News April 23, 2019

Prescriptive period for guarantor to collect from guaranteed party is the same as the original contract

If the guarantor pays in full the debt that is the subject of the lease contract, he becomes subrogated to the rights of the original creditor – the landlord –, with all the elements of the original obligation being maintained, including the limitation period to exercise the right of recourse against the guaranteed tenant.

Based on this understanding, the Third Panel of the Superior Court of Justice (STJ) decided that the limitation period applicable to a guarantor’s claim to exercise the right of recourse against the tenant is the same that the landlord would have to claim payment of the rents.

 

Read also:
Reduction of the guarantor’s role brings more agility to negotiations (our article in Estadão)

 

The original action, for the enforcement of an enforceable instrument, was filed against a restaurant, in view of the payment, by the guarantors, of a lease debt in the amount of R$ 200 thousand. The defendants raised a defense of pre-enforceability, alleging the occurrence of limitation.

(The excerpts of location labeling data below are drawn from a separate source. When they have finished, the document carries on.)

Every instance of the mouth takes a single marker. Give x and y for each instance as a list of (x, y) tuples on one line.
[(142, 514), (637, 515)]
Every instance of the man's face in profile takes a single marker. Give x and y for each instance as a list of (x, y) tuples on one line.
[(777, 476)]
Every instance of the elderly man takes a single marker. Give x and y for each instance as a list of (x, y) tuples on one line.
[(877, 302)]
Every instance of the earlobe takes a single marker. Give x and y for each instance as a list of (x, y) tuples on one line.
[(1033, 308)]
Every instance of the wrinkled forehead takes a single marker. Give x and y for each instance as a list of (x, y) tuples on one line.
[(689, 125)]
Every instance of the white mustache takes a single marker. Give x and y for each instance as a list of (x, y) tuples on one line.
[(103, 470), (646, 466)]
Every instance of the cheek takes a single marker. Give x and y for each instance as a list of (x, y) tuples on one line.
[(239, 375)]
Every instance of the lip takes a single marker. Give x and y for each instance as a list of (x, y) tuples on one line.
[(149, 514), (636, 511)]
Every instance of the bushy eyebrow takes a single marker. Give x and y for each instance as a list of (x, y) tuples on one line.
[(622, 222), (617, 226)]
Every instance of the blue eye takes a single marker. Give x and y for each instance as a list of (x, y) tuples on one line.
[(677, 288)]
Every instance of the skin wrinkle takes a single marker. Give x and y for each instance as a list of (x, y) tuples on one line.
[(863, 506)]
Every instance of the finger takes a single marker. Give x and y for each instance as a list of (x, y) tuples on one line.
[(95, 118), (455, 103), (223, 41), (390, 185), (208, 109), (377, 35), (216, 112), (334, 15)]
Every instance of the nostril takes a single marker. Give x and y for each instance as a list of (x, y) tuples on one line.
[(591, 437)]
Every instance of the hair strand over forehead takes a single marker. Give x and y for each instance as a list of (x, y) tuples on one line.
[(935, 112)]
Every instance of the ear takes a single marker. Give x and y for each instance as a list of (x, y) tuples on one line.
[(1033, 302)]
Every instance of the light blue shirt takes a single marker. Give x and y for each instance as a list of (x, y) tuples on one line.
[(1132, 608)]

The judgment recognized the limitation and declared the proceedings extinguished. The Court of Justice of São Paulo (TJSP), however, granted the guarantors’ appeal, understanding that the applicable limitation period would not be that of the collection of rents, but rather the one arising from the subrogation, without a specific legal provision.

 

Change of code

The reporting justice at the STJ, Justice Nancy Andrighi, explained that, in the case analyzed, when the Civil Code of 2002 came into force, more than half of the five-year limitation period provided for in the previous law had already elapsed, “which is why the limitation period counted from the date of payment of the debt applies”.

“The guarantor who pays in full the debt that is the subject of a lease contract becomes subrogated to the rights of the original creditor (landlord), with all the elements of the original obligation being maintained, including the limitation period”, she stated.

The debt was paid by the guarantors on December 15, 1999, under the validity of the former Civil Code, at which point the counting of the limitation period to collect from the defaulting tenants began. The justice expressly recorded that, when the CC/2002 came into force, more than half of the limitation period of the previous law had already elapsed – five years, provided for in article 178, paragraph 10, IV, of the CC/1916 –, which is why the limitation period of the former code applies, counted from the date of payment of the debt.

“Therefore, given that the initial term of the limitation period is the date of payment of the debt (12/15/1999), it follows that the limitation of the guarantors’ claim was completed on 12/15/2004. It so happens that the action was only filed on 01/26/2005, making it imperative to recognize the limitation”, she stated.

 

Judgment reinstated

Nancy Andrighi emphasized that the guarantor, “upon subrogating himself to the landlord’s rights, cannot have a limitation period longer than that granted to the original creditor himself to exercise his claim for receipt of the lease debts”.

The justice cited a recent ruling of the Third Panel, which understood that the limitation period guaranteed to the guarantor, to claim the reimbursement of the amounts spent, is the same applicable to the original legal relationship, modifying only the active subject (creditor) and also the initial term of the limitation period – which, in the case, will be the date of payment of the debt by the guarantor.

Upon granting the appeal of the guaranteed parties, Nancy Andrighi reinstated the judgment that recognized the occurrence of the limitation, including with respect to the burden of loss of suit.